The AHI1 protein includes a SH3 domain, a coiled-coil domain, and 6 WD40 repeats. The AHI1 mutations occurred in a phenotype-specific group of Joubert plus retinal abnormalities, and most of the mutations abolished all of the SH3 domain [32]. Consistent with that, we also found that the altered amino acid residue (p.E1086G) was located in the conserved SH3 domain of AHI1, suggesting its potential roles in strabismus.

Previous studies reported that approximately 15–20% of strabismus was associated with global central nervous system (CNS) defects rather than with ocular disorders [27,37,38]. Additionally, Doherty et al. found that the strabismic patients had anomalous retinal correspondence [39]. It has been suggested that the ipsilateral non-decussating projection from the temporal retina is suppressed in strabismus [40], indicating that the CNS and retina play an important role in the pathology of strabismus. Functional studies on mice showed that ahi1-null mice had defects of retinal outer segment morphogenesis and mislocalization of opsin in photoreceptors, which contributed to the loss of photoreceptors [41]. The protein encoded by AHI1 (also termed jouberin) is involved in canonical Wnt signaling. Lancaster found that ahi1-mutant mice showed cerebellar hypoplasia and the Wnt reporter activity in the developing cerebellum was decreased [42]. Wnt signaling may participate in the early development of extraocular muscles [43]. These findings suggest that our variant in AHI1 may contribute to strabismus phenotype in this Chinese pedigree.
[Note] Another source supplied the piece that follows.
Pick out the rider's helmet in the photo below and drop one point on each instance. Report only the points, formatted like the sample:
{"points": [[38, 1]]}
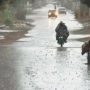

In this study, we also found another mutation in NEB gene. NEB encodes nebulin, which accounts for 3% to 4% of the total myofibrilla protein and regulates the length of actin filaments and contraction strength [44-46]. Mutations in this gene are associated with recessive nemaline myopathy [47]. It has been reported that NEB has significantly down-regulated expression in strabismic extraocular muscles compared to normal muscles [24], which further demonstrates the relationship between NEB and strabismus.

Conclusions

Our results defined 2 relevant genes, AHI1 and NEB, that may predispose to strabismus, possibly through an additive effect. Our finding revealed the high degree of genetic heterogeneity inherent in the strabismus phenotype, as demonstrated by Parikh et al. [1], who discovered that the presumptive strabismus susceptibility locus to chromosome 7p22.1 was not presented in 6 other multiplex families. We conclude that this Chinese strabismus pedigree best fits a model of autosomal recessive disease transmission. Further research is needed to better understand this disorder.